In [1]:
from estnltk import Text
from estnltk.converters.TCF_exporter import export_TCF
from estnltk.converters.TCF_importer import import_TCF

# TCF exporter and importer

Export `Text` object to TCF and import from `TCF`.
## Short example

In [2]:
# create a text object with segmentation layers
text = Text('Tere maailm!')
text.analyse('segmentation')

text
Tere maailm!

layer name,attributes,parent,enveloping,ambiguous,span count
paragraphs,,,sentences,False,1
sentences,,,words,False,1
words,normalized_form,,,False,3


In [3]:
# export the text object to a xml file and also print out the xml
# paragraphs layer is not exported
print(export_TCF(text, file='tcf/tcf_short.xml'))

<D-Spin version="0.4" xmlns="http://www.dspin.de/data">
  <MetaData xmlns="http://www.dspin.de/data/metadata"/>
  <TextCorpus lang="et" xmlns="http://www.dspin.de/data/textcorpus">
    <text>Tere maailm!</text>
    <tc:tokens xmlns:tc="http://www.dspin.de/data/textcorpus">
      <tc:token ID="t0" start="0" end="4">Tere</tc:token>
      <tc:token ID="t1" start="5" end="11">maailm</tc:token>
      <tc:token ID="t2" start="11" end="12">!</tc:token>
    </tc:tokens>
    <tc:sentences xmlns:tc="http://www.dspin.de/data/textcorpus">
      <tc:sentence ID="s0" tokenIDs="t0 t1 t2"/>
    </tc:sentences>
  </TextCorpus>
</D-Spin>



In [4]:
# The TCF importer reads an xml file and returns a text object.
import_TCF(file='tcf/tcf_short.xml')

AssertionError: 

## Longer example

In [None]:
from estnltk.text import Layer

text = Text('Karin, kes lendab New Yorki, tahab seal veeta puhkuse.
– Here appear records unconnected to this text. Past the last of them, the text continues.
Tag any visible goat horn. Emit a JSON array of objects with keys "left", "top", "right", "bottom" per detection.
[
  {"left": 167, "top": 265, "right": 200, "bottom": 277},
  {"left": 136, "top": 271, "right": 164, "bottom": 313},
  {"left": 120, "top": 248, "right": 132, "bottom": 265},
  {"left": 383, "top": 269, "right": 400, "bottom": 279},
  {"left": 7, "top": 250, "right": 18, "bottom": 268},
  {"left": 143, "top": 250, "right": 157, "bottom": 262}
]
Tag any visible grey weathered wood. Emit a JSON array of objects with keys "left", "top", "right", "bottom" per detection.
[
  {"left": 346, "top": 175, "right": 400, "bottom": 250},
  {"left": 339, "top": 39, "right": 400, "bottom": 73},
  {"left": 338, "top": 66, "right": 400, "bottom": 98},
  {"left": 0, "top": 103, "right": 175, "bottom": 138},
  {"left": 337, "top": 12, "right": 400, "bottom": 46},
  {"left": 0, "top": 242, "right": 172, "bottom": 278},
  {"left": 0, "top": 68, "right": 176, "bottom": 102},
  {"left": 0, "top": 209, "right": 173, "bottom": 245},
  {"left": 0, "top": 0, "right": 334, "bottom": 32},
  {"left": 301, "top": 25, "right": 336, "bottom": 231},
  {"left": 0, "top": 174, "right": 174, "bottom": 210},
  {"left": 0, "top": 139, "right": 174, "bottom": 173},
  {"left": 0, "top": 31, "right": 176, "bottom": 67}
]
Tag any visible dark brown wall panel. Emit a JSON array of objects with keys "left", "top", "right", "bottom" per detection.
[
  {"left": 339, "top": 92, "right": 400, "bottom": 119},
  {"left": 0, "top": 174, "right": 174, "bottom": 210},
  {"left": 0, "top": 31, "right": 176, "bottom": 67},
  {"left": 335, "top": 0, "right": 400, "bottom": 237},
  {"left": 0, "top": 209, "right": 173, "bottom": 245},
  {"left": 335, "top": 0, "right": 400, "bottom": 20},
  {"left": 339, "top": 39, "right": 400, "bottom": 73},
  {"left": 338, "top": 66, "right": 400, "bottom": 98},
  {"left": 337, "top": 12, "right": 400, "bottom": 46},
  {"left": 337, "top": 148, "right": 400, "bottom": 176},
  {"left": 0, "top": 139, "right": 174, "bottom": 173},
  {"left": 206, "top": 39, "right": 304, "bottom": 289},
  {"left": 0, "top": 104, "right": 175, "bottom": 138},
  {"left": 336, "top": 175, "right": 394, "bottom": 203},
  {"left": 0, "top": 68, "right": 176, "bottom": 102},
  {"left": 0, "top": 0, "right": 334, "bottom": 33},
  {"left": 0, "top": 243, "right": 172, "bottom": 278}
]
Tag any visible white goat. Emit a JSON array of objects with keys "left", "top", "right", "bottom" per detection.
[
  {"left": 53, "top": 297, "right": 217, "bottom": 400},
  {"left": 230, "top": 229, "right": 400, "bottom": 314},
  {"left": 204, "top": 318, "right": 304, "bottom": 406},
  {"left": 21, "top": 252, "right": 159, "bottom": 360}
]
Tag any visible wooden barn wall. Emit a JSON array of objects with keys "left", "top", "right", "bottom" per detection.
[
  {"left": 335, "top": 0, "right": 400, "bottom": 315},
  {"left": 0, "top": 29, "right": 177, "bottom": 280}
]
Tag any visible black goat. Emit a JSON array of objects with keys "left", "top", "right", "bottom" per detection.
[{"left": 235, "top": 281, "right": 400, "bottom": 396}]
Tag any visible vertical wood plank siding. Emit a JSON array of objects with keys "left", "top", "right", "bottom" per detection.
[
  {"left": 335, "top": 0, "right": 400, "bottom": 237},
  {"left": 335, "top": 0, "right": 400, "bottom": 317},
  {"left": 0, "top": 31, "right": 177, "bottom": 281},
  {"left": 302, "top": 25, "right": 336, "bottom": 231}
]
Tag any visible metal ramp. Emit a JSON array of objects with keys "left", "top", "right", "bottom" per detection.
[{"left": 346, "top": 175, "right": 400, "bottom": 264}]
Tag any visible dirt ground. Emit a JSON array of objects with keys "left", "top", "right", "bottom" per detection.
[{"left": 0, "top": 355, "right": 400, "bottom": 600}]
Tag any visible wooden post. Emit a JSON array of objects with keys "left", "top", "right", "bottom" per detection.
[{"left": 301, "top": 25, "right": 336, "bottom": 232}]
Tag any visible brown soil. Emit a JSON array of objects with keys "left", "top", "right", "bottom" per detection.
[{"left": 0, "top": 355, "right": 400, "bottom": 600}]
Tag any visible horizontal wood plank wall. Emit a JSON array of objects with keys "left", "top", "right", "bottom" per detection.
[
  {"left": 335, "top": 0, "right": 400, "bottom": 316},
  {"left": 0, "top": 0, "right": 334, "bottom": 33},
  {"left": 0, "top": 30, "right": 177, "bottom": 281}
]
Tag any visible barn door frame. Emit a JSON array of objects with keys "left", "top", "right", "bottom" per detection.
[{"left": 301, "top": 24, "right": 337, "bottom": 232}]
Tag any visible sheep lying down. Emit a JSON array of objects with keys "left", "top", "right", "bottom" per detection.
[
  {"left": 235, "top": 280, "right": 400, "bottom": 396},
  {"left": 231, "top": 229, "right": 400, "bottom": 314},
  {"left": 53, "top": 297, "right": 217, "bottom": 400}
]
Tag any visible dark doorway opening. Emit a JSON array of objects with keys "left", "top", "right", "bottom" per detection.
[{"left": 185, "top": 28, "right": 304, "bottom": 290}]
Ta tuleb teisel augustil tagasi.')
text.analyse('segmentation')
text.analyse('morphology')
# clauses layer
layer = Layer(name='clauses', enveloping='words')
layer.add_span(text.words[2:6])
spl = text.words[0:1]
spl.spans.extend(text.words.spans[7:11])
layer.add_span(spl)
layer.add_span(text.words[12:17])
text['clauses'] = layer

# verb_chains layer
layer = Layer(name='verb_chains', enveloping='words')
layer.add_span(text.words[3:4])
layer.add_span(text.words[7:10:2])
layer.add_span(text.words[13:17:3])
text['verb_chains'] = layer

# time_phrases layer
layer = Layer(name='time_phrases', enveloping='words')
layer.add_span(text.words[14:16])
text['time_phrases'] = layer

text

In [None]:
text['sentences']

In [None]:
text['clauses']

In [None]:
text['verb_chains']

In [None]:
text['time_phrases']

The default version of the output of the TCF exporter is 0.4. This produces an xml document that can be used as as an input for [Weblicht service](https://weblicht.sfs.uni-tuebingen.de/weblicht/).

In [None]:
export_TCF(text, 'tcf/tcf.xml')
None

The output is in the file [tcf/tcf.xml](tcf/tcf.xml).

The version '0.5' produces an xml for possible future TCF version. This includes layers for clauses, verb_chains and time_phrases.

In [None]:
print(export_TCF(text, version='0.5'))

## Tests for exporter and importer

In [None]:
text

In [None]:
# version 0.4
export_TCF(import_TCF(export_TCF(text))) == export_TCF(text)

In [None]:
#version 0.5
export_TCF(import_TCF(export_TCF(text, version='0.5')), version='0.5') == export_TCF(text, version='0.5')

In [None]:
# version 0.5
del text.normalized_words
del text.paragraphs

text == import_TCF(export_TCF(text, version='0.5'))

In [None]:
#version 0.4
del text.clauses
del text.verb_chains
del text.time_phrases

text == import_TCF(export_TCF(text))